Methods Three moso bamboo invasion belts (Qinlongshan, Shimendong and Jinshanmen) in the Tianmu Natural Reserve Area were selected for this study, topsoil samples were collected respectively in mono moso bamboo forest, mixed forest of bamboo and original forest, and the original forest along the direction of moso bamboo invasion in all three invasion belts. Soil pH, soil organic carbon (SOC), available N, available P, readily available K, nitrate N and ammonium N were analyzed. Variations of soil nitrogen-fixing microbial community structure and abundance were measured by terminal restriction fragment length polymorphism (T-RFLP) and real-time quantitative PCR (qPCR) based on gene nifH.

Results After the invasion of moso bamboo, three changing types in soil chemical properties were observed in all three moso bamboo invasion belts, soil pH, SOC, available nitrogen and available phosphorus were generally increased, and readily available potassium was decreased, while there was no significant change for nitrate nitrogen. In general, soil nutrients were increased after the moso bamboo invasion. The abundance of nitrogen-fixing microbes was decreased after the bamboo invasion in general, a significant difference was only found in the Jinshanmen invasion belt (P < 0.05). The results of the T-RFLP of soil nitrogen-fixing microbes showed that T-RF 48 bp were dominant in all the three invasion belts. The T-RFs displayed different changing tendency in the process of moso bamboo invasion, some of them disappeared after the moso bamboo invasion, while some of them appeared, and the relative percentage of other T-RFs had no significant alteration. The Shannon and evenness indices of soil nitrogen-fixing microbial communities decreased after the moso bamboo invasion, while the Simpson index was in the opposite way, and a significant difference was only observed in the Shimendong. The MRPP results showed that there were significant alteration for soil nitrogen-fixing microbial community structure in the Shimendong and Jinshanmen (P < 0.05). RDA discovered that the first two axes explained less than 30% of environmental variables that were responsible for alteration of nitrogen-fixing microbial communities, and there was no accordant soil chemical properties significantly related to soil nitrogen-fixing microbes in the three belts. Moreover, the sample sites of the three invasion belts had no uniform distribution patterns in the RDA results.
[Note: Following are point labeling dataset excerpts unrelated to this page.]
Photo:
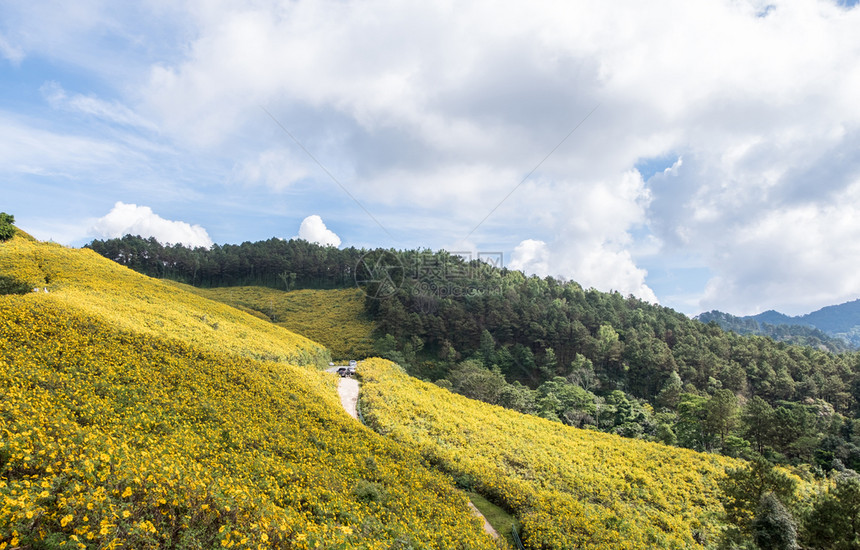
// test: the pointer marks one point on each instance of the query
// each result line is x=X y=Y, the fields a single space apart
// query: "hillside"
x=570 y=488
x=335 y=318
x=577 y=356
x=778 y=327
x=838 y=321
x=126 y=424
x=134 y=302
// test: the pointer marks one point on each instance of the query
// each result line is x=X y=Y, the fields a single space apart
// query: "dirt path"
x=347 y=389
x=487 y=527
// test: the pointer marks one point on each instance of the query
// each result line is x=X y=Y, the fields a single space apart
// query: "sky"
x=701 y=155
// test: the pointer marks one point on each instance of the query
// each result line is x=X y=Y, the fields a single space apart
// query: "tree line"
x=548 y=347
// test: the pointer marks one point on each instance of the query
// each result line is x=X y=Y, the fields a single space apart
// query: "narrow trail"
x=347 y=389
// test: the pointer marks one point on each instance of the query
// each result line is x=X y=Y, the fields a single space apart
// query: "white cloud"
x=314 y=230
x=431 y=113
x=531 y=256
x=124 y=219
x=11 y=52
x=93 y=106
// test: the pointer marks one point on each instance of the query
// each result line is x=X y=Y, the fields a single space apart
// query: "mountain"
x=768 y=324
x=839 y=322
x=136 y=414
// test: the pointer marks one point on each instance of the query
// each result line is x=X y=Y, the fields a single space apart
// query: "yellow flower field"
x=569 y=488
x=134 y=414
x=334 y=318
x=82 y=278
x=110 y=439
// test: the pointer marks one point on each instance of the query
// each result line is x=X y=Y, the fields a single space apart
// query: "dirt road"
x=347 y=389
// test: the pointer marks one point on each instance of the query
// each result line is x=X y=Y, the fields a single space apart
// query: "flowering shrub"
x=83 y=279
x=334 y=318
x=166 y=437
x=570 y=488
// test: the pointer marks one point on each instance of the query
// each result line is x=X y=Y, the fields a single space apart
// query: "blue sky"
x=714 y=162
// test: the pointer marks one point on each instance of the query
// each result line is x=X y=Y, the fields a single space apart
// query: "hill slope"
x=167 y=437
x=570 y=488
x=840 y=321
x=134 y=302
x=334 y=318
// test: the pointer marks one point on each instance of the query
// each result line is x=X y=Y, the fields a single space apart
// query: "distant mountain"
x=825 y=327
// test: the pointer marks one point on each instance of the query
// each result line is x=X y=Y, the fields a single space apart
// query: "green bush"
x=7 y=230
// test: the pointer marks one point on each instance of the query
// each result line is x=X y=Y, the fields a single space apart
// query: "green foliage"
x=834 y=520
x=7 y=228
x=334 y=318
x=569 y=488
x=742 y=494
x=447 y=311
x=773 y=527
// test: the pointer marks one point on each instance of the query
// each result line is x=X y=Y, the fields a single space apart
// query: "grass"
x=501 y=521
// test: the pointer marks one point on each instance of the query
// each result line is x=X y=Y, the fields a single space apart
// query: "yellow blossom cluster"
x=128 y=419
x=334 y=318
x=85 y=280
x=110 y=439
x=569 y=488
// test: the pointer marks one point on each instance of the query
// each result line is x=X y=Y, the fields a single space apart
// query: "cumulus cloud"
x=93 y=106
x=531 y=256
x=314 y=230
x=432 y=115
x=125 y=219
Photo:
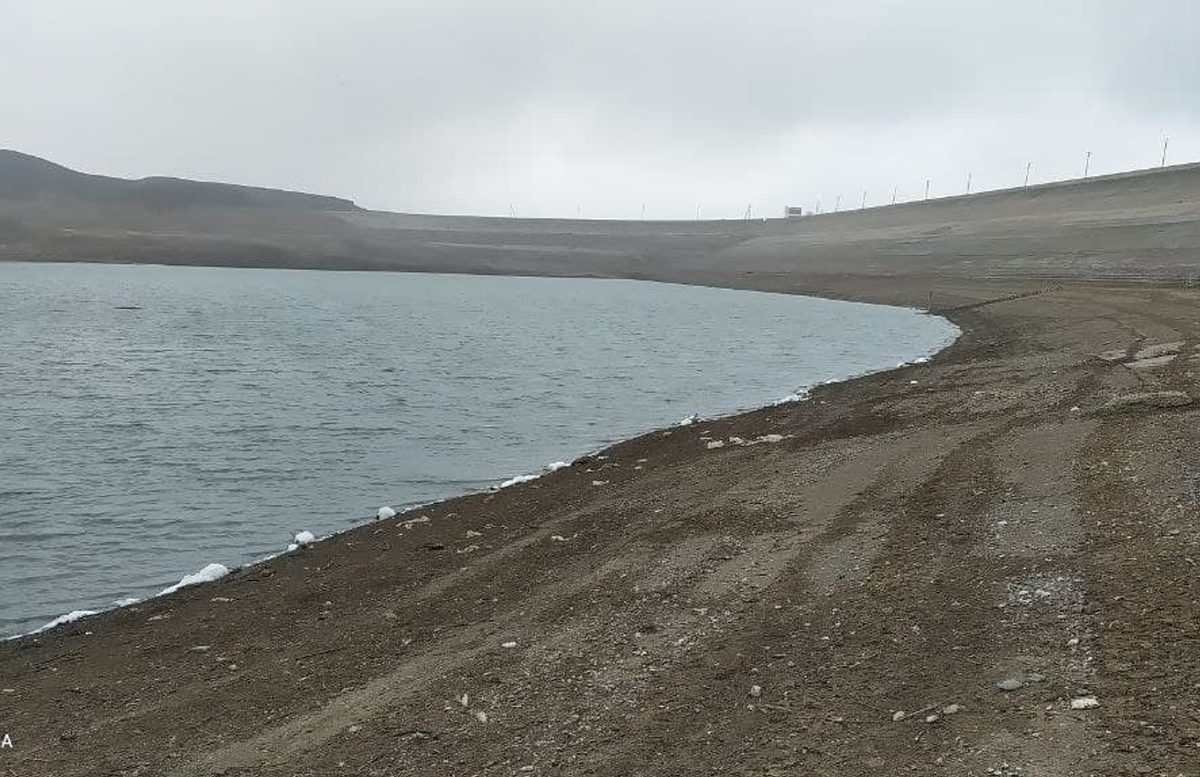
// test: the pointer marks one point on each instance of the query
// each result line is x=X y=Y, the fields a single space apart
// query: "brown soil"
x=916 y=537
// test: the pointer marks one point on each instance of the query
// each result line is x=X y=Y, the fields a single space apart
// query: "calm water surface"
x=156 y=419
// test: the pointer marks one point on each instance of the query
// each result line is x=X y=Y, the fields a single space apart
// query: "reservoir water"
x=154 y=420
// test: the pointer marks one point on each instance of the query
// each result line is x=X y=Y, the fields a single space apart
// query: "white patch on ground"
x=208 y=574
x=517 y=480
x=70 y=618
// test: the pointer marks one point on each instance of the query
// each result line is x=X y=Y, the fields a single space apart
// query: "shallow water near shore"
x=157 y=419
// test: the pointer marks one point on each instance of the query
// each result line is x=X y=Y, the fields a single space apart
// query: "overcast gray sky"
x=603 y=106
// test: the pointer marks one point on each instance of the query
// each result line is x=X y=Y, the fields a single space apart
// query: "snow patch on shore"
x=70 y=618
x=208 y=574
x=553 y=467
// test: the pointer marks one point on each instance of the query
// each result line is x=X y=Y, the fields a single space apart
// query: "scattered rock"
x=1145 y=401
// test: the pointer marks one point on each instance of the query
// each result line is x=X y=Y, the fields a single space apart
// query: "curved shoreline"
x=85 y=612
x=881 y=511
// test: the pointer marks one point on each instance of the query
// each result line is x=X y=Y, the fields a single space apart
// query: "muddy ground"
x=839 y=600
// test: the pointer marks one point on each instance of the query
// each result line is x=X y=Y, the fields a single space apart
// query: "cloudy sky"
x=600 y=107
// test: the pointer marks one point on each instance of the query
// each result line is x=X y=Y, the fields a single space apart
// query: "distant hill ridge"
x=28 y=178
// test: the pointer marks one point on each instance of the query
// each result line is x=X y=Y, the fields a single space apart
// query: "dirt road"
x=837 y=590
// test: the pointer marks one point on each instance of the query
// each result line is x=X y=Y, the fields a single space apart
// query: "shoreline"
x=898 y=547
x=801 y=395
x=918 y=578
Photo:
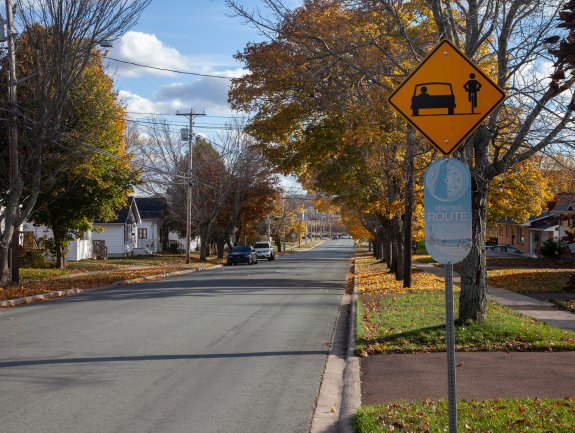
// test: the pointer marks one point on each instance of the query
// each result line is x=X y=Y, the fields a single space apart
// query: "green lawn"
x=416 y=323
x=528 y=280
x=567 y=304
x=495 y=416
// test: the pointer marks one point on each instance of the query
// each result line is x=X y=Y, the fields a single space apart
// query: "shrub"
x=32 y=258
x=552 y=248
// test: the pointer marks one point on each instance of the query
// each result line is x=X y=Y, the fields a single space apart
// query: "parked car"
x=506 y=251
x=265 y=250
x=242 y=255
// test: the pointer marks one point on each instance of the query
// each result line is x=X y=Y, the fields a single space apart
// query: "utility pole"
x=304 y=227
x=283 y=218
x=408 y=217
x=299 y=232
x=13 y=142
x=190 y=169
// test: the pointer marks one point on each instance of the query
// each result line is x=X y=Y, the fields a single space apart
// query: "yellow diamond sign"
x=446 y=97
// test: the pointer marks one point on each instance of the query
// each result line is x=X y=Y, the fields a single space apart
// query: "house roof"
x=544 y=227
x=150 y=208
x=122 y=214
x=532 y=218
x=565 y=202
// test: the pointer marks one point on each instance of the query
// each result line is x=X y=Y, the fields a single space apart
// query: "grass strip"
x=486 y=416
x=528 y=280
x=415 y=324
x=373 y=277
x=567 y=304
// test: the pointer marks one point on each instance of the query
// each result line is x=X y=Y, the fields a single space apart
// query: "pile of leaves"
x=415 y=324
x=89 y=281
x=485 y=416
x=84 y=266
x=528 y=263
x=373 y=277
x=568 y=304
x=528 y=280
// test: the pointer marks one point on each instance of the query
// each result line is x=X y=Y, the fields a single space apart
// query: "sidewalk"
x=544 y=311
x=480 y=375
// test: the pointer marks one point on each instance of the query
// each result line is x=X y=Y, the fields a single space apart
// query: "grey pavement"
x=526 y=305
x=238 y=349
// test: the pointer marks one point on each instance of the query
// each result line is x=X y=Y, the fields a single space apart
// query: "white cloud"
x=146 y=49
x=206 y=94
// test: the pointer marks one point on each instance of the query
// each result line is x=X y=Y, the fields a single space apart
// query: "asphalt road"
x=235 y=350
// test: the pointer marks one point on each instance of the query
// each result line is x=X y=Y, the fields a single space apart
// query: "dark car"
x=506 y=251
x=265 y=250
x=242 y=255
x=432 y=95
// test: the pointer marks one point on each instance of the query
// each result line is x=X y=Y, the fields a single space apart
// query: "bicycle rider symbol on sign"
x=472 y=87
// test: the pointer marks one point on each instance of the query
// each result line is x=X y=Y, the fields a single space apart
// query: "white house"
x=151 y=233
x=79 y=249
x=120 y=235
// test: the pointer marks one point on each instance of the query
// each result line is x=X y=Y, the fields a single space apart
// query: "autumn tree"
x=60 y=36
x=505 y=38
x=95 y=184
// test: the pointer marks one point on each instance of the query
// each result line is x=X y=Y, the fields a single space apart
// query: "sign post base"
x=450 y=347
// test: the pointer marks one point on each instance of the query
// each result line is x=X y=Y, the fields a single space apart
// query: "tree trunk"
x=397 y=226
x=472 y=301
x=4 y=254
x=220 y=244
x=387 y=247
x=204 y=242
x=60 y=252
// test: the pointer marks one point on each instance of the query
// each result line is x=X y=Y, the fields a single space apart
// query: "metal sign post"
x=450 y=347
x=447 y=204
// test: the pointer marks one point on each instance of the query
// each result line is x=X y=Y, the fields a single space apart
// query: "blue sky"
x=196 y=36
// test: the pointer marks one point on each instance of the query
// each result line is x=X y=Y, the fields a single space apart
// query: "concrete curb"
x=351 y=395
x=42 y=296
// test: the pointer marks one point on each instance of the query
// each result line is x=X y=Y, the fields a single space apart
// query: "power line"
x=172 y=70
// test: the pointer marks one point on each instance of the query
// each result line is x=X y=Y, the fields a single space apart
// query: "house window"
x=127 y=233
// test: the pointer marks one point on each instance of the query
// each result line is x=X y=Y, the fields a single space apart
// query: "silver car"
x=507 y=251
x=265 y=250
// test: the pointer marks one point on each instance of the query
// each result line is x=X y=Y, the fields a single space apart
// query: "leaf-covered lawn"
x=162 y=259
x=412 y=324
x=505 y=262
x=89 y=281
x=486 y=416
x=528 y=280
x=373 y=277
x=424 y=258
x=568 y=304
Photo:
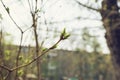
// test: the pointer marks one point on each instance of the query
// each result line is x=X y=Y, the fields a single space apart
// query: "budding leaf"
x=55 y=46
x=8 y=10
x=66 y=36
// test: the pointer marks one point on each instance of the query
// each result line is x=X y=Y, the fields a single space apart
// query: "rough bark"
x=111 y=21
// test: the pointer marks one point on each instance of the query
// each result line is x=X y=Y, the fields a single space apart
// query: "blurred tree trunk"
x=111 y=21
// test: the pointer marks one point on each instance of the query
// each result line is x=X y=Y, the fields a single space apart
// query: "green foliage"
x=64 y=35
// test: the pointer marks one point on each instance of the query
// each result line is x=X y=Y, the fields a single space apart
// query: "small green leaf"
x=66 y=36
x=55 y=46
x=8 y=10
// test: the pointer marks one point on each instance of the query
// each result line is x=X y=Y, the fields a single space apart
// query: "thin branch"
x=5 y=67
x=27 y=29
x=18 y=54
x=6 y=78
x=67 y=21
x=30 y=7
x=36 y=57
x=7 y=10
x=98 y=10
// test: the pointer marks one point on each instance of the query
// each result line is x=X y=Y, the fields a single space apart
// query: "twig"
x=11 y=17
x=98 y=10
x=35 y=58
x=18 y=54
x=5 y=67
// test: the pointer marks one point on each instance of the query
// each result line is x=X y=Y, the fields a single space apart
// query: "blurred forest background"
x=53 y=40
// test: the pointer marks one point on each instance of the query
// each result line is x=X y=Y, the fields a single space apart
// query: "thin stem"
x=11 y=17
x=18 y=54
x=43 y=53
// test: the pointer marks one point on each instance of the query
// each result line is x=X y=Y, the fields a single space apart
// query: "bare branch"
x=98 y=10
x=7 y=10
x=36 y=57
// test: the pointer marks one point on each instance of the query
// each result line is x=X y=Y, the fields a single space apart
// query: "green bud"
x=55 y=46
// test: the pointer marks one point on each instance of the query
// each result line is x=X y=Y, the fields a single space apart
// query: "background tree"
x=111 y=22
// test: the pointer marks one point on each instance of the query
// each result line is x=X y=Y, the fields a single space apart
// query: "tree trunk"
x=111 y=21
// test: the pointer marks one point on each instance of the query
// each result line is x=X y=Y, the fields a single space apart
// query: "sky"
x=62 y=13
Conclusions Soil nitrogen-fixing microbial communities in the three moso bamboo invasion belts shifted in different ways in the process of moso bamboo invasion although they are located on same natural reserve area, and parental rock and original vegetation are interacted responsible for the variations of soil nitrogen-fixing microbes. More investigation should be done in order to discover the effect of the moso bamboo invasion on soil nitrogen-fixing microbes by combination of more factors.